JOHOR BARU: The National Water Activity Safety Council (NWSC) supports the idea of introducing swimming classes in both primary and secondary schools, council member Tan Sri Lee Lam Thye said.
“It is a good idea since drowning cases often involve students and teenagers, especially during the school holidays,” he said when contacted.
Lee said what was more worrying was that about half of the victims were those who tried to save other children from drowning and to compound the matter, some of those who survived suffered from brain damage.
However, he said the NWSC was not sure whether the Government could make swimming lesson compulsory due to a lack of facilities such as swimming pools and certified instructors in rural areas.
“It is up to the Government to make swimming and water safety compulsory for all children in Malaysia but they need to get feedback from all stakeholders.

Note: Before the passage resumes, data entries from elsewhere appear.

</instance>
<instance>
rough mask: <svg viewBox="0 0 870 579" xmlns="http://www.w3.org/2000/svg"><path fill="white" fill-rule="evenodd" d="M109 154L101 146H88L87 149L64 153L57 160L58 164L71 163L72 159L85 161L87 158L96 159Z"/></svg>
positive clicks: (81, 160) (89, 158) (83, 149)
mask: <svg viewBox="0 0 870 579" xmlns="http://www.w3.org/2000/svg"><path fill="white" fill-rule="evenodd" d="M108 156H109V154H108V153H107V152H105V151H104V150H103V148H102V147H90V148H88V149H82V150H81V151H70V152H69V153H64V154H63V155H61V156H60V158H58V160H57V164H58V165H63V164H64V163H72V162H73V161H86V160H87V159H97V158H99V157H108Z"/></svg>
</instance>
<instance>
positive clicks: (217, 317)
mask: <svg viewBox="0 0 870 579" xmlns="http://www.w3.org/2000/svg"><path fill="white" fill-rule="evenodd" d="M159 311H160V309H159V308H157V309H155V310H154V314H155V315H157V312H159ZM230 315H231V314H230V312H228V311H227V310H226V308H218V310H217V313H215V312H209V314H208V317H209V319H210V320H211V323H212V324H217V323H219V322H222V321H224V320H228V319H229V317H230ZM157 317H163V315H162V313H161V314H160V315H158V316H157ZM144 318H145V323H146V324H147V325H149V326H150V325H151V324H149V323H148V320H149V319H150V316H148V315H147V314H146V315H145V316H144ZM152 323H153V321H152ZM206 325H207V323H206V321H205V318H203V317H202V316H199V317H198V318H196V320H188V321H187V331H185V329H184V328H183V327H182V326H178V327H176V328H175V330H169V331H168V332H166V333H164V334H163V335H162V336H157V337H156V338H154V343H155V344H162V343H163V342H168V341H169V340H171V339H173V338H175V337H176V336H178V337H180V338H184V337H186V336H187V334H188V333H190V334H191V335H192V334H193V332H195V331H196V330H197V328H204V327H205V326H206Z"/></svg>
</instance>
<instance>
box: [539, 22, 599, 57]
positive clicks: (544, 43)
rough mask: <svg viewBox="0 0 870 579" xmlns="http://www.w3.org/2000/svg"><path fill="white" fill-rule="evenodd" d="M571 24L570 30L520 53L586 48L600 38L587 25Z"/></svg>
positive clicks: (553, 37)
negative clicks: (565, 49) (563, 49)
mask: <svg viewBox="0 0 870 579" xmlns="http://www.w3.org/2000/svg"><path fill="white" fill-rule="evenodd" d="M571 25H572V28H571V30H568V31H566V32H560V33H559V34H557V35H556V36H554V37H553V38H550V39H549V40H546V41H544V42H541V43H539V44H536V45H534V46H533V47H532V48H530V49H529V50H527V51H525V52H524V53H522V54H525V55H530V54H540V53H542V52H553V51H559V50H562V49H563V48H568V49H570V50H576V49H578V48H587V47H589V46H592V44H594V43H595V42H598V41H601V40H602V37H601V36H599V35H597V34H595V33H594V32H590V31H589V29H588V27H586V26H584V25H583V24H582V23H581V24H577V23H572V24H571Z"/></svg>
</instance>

“While waiting for the implementation of the idea, I believe that we need to intensify water activity safety awareness programmes on all fronts, including in schools,” said Lee.

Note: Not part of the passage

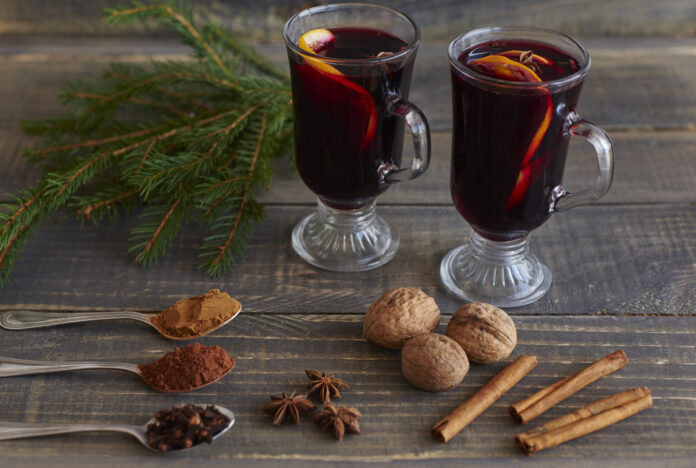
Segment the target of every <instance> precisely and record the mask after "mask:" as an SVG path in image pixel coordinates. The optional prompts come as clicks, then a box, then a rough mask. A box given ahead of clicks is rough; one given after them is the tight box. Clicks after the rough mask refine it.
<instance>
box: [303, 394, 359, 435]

He said that some schools, including premier and international schools, were now offering swimming lessons but it would be difficult for those that did not have the appropriate facilities.

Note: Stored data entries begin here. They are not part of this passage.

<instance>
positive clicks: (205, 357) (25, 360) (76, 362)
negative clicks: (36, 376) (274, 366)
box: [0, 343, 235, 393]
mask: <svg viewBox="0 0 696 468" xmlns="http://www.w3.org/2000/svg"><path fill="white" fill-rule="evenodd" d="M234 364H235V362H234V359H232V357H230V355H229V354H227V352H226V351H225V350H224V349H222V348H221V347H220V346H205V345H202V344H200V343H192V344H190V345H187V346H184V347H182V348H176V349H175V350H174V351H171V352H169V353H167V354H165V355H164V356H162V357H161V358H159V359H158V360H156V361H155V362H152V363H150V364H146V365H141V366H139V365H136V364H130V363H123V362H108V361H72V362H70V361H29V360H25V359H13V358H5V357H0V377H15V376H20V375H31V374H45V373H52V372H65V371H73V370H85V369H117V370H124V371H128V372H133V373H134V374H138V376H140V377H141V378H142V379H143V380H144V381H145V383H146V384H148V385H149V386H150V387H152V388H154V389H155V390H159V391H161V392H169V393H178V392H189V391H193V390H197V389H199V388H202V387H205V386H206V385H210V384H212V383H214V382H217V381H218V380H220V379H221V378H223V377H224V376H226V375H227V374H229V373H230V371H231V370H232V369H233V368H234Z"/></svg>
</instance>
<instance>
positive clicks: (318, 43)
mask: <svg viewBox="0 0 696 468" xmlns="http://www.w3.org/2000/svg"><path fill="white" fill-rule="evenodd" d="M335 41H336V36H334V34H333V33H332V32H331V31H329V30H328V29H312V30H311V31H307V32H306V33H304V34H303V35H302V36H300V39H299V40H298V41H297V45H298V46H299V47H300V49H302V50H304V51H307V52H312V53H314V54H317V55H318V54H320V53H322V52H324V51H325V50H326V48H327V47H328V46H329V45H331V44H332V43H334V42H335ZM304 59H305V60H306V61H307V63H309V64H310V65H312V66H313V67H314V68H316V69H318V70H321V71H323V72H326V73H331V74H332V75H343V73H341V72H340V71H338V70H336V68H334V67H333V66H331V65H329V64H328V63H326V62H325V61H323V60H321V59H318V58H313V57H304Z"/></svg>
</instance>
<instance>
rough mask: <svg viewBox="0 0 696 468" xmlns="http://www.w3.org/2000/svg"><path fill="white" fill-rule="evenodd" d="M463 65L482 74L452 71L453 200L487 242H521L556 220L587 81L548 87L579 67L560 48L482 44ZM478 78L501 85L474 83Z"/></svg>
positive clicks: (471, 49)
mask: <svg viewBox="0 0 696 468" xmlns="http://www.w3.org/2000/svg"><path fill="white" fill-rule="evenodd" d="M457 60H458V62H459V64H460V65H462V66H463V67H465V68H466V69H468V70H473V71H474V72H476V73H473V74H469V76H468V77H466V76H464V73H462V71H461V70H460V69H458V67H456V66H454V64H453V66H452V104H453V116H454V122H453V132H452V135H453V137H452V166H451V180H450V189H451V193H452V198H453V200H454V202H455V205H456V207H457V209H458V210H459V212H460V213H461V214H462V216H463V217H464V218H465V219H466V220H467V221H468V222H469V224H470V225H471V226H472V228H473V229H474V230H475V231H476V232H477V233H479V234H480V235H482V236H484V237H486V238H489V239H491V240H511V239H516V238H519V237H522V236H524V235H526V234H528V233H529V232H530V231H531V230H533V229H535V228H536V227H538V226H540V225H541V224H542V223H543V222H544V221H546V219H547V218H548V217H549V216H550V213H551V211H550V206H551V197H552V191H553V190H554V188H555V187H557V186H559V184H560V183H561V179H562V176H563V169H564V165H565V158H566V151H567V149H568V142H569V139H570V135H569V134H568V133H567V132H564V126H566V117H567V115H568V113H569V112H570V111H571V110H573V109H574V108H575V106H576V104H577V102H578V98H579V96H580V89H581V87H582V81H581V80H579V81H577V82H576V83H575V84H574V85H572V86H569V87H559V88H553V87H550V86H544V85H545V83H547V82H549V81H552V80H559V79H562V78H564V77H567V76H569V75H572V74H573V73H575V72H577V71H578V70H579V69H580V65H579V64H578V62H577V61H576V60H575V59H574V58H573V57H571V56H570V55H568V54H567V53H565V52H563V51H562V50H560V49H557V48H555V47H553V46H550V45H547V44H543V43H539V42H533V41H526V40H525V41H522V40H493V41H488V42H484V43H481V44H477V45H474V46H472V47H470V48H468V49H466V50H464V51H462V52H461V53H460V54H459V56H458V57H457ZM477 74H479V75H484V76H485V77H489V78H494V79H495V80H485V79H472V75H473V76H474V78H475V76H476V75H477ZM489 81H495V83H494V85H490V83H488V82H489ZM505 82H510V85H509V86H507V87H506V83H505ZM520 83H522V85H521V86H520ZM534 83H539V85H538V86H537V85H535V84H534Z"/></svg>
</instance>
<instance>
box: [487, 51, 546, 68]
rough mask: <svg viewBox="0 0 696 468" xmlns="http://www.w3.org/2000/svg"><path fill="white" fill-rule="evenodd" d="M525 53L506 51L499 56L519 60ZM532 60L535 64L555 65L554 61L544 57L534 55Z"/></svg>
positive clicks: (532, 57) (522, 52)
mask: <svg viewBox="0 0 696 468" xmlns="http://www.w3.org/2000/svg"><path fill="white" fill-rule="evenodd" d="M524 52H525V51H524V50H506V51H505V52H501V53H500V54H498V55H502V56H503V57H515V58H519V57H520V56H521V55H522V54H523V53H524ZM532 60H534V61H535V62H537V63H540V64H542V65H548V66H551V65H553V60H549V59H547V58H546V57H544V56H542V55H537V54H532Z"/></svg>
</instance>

“What they can do is to inculcate the occupational and safety health culture in their schools, which, among others, involves teaching staff and students the dangers of drowning and ways to avoid being a victim,” Lee added.
He also said the country needed more certified instructors in order to conduct swimming classes at the more than 10,000 schools with more than five million students nationwide.
Lee said on average, about 700 cases of drowning were reported in the country each year, meaning about two people died in bodies of water every day.
He said looking at the frequent drowning deaths in various parts of Malaysia, it could be said that such cases were quite alarming and most were due to bad attitudes.
“We have many beaches, waterfalls, lakes, rivers and water theme parks in the country that draw hordes of local and foreign visitors but many of us, especially parents, are unaware of the hazards posed by these bodies of water,” Lee said.
He stressed that the public must understand and heed the warnings given by the authorities.
He said, for example, a white flag flying at the lifeguard tower on the beach would mean sea conditions were safe for swimming and water activities while a red flag warned visitors to steer clear of the water.
“Sadly, some beach-goers or picnickers just ignore the warnings or are not aware of it,” Lee said.